3. Classer les ingrédients végétaux cités dans le thème 1 et 2, selon la saison de récolte de chaque produit

4. Diviser la classe en deux et lancer le débat avec le thème, « L’agriculture, et la cuisine, laquelle est la plus importante pour les hommes, »

Remarque.

Les cuisiniers professionnels peuvent être des animatrices idéales pour ces étapes. La présence des producteurs agricoles, notamment des acteurs locaux qui lancent le projet de la ferme bienvenu à la ferme où accueil paysan est aussi intéressant.

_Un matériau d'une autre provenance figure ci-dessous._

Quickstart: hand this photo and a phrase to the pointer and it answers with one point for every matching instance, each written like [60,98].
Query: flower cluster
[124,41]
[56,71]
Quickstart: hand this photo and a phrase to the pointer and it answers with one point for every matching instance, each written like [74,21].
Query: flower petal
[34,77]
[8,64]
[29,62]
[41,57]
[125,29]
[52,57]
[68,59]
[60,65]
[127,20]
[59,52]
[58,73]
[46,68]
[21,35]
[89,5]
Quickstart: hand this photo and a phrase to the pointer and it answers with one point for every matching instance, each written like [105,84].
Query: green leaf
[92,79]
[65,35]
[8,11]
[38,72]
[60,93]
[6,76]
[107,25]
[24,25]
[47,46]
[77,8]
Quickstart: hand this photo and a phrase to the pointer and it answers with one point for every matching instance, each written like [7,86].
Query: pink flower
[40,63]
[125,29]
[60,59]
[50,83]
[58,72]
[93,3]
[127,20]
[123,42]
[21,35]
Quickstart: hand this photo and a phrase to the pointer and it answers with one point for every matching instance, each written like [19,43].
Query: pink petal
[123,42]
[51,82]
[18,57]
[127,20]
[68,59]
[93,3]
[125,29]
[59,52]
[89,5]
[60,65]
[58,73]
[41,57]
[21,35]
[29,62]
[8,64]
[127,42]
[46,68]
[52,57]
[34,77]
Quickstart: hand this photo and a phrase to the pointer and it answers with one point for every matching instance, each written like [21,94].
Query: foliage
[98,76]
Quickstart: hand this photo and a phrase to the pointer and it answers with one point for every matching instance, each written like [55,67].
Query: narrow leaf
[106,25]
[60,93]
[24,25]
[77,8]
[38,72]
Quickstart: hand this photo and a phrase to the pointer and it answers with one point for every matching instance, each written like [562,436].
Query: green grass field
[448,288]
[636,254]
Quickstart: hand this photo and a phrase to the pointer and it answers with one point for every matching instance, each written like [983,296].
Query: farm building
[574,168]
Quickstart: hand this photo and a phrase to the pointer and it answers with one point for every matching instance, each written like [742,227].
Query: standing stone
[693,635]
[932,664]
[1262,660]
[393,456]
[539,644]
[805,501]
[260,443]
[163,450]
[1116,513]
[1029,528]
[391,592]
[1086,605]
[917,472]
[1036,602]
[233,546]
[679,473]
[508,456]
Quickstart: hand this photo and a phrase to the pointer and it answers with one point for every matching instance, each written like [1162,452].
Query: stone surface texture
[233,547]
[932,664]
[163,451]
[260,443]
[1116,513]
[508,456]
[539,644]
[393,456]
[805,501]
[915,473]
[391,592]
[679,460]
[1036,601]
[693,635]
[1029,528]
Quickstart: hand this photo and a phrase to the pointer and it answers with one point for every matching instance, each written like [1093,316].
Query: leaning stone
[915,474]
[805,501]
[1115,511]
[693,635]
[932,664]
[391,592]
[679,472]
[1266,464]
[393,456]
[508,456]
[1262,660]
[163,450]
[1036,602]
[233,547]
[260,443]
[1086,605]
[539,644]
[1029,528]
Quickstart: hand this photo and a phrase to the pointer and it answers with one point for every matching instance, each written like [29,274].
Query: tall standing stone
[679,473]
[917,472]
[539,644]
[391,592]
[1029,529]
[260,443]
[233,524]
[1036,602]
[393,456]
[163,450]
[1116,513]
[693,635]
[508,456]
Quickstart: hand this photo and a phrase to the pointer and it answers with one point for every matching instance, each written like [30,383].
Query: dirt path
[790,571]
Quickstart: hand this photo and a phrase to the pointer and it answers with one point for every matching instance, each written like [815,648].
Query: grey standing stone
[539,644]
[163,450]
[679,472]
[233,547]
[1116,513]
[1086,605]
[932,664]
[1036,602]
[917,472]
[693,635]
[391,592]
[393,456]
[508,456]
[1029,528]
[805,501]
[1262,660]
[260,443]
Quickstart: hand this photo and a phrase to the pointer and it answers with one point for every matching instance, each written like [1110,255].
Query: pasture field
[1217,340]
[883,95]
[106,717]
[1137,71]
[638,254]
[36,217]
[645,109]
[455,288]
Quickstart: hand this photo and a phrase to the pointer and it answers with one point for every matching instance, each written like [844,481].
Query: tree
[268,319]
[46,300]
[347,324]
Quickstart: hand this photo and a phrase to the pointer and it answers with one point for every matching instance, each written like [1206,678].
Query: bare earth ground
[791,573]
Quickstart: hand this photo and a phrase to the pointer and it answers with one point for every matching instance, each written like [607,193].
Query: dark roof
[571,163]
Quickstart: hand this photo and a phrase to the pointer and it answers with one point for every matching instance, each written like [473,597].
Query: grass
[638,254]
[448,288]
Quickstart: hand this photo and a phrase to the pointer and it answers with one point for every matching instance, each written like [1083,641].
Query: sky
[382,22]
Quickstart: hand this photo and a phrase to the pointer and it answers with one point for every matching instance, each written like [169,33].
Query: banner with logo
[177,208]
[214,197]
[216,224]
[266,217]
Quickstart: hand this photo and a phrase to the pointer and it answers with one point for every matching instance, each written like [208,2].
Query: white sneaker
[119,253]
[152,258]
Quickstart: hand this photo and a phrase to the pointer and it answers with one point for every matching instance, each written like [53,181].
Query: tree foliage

Etape 3. L’histoire d’un légume

L’objectif : Approfondir la connaissance sur l’histoire de l’agriculture et l’origine de légumes qu’on consomme quotidiennement. Apprendre la fonction nutritionnelle de chaque légume et guider des élèves à réfléchir, « pourquoi ce légume a été favorisé dans le monde. »

1. Diviser la classe en plusieurs groupes. Chaque groupe doit choisir un légume populaire. Et lancer la recherche d’informations sur ce légume au niveau de

l Son origine et l’histoire de son développement l Sa qualité nutritionnelle l Sa recette dans le monde. l Ses cultivateurs et les consommateurs dans le monde.

2. Expliquer l’histoire de l’agriculture dans le monde aux élèves

3. Chaque groupe fait l’exposé du résultat de leur recherche sur la légume et déroule les débats.


Etape 4. Apprendre la culture et la cuisine des légumes

L’objectif : Ayant une relation avec des cultivateurs dans leurs champs, les élèves approfondissent la connaissance d’un légume qu’ils ont étudié dans l’étape 3.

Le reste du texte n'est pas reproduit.